Tehran has clearly contributed to these tensions, as when it accused the Saudis of being behind a pair of Islamic State attacks in the Iranian capital in June. But the Iranian government has also periodically tried to downplay the tensions, or at least Tehran’s part in them, perhaps in the interest of making Iran seem like a more stable target for investors in the wake of the nuclear agreement. These facts may put Zarif’s claims of diplomatic exchange in a different light, especially as Saudi Arabia continues to act along the same lines as Israel in pushing back against Tehran’s regional influence.

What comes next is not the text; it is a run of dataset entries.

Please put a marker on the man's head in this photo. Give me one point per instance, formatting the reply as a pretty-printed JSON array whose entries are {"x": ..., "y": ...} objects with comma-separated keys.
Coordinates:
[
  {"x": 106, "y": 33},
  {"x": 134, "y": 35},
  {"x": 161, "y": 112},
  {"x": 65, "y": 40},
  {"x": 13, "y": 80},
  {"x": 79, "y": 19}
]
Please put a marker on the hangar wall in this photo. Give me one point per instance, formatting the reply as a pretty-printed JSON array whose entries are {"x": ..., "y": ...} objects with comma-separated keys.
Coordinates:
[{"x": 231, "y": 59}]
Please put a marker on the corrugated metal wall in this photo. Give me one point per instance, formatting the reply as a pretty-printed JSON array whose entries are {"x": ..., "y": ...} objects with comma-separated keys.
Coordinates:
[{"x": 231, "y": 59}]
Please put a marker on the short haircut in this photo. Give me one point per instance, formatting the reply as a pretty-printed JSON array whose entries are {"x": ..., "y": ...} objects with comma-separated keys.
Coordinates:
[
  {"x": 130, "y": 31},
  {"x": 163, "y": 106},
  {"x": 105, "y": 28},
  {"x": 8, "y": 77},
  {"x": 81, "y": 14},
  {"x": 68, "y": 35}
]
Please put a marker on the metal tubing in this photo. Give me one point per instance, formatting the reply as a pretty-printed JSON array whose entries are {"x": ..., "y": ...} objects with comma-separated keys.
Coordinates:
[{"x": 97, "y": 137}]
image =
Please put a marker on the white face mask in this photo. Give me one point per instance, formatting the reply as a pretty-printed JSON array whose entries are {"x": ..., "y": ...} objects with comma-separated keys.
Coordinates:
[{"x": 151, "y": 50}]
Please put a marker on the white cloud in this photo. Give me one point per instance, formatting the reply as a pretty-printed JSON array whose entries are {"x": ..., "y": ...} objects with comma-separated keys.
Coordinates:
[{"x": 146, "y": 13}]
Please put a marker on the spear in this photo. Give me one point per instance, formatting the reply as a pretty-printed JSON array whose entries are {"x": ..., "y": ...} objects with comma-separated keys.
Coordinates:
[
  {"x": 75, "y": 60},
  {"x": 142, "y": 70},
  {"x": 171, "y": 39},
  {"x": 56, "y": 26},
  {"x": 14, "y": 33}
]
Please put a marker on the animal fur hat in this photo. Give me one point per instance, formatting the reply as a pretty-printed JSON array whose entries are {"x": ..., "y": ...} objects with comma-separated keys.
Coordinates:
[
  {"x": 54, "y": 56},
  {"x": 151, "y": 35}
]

This pushback was the subject of an AFP report on Wednesday, which affirmed that the Saudis and their established allies are still pursuing closer ties with Iraqi power players in the hopes of preventing Iran from establishing a long-term presence there after the defeat of Islamic State militants. The report notes that border openings between Iraq and Saudi Arabia challenge Iranian dominance over Iraq’s imports at a crucial time for Iran’s efforts to spur its own economic recovery.

Furthermore, the AFP report indicates that the Iraqi Shiite cleric Muqtada al-Sadr has expanded his push for the dismantling of Iran-backed paramilitary forces in Iraq, following his visits to both Saudi Arabia and the United Arab Emirates. This situation also shows the regional divisions to be more complicated that they might appear at a glance, because Sadr led Shiite militias in fighting the US forces during their occupation of Iraq.

Nevertheless, this seems to indicate that between suspicions about Iran’s nuclear ambitions and its pursuit of regional hegemony, there are various opportunities for parties with otherwise divergent interests to find common cause in putting pressure on the Islamic Republic of Iran.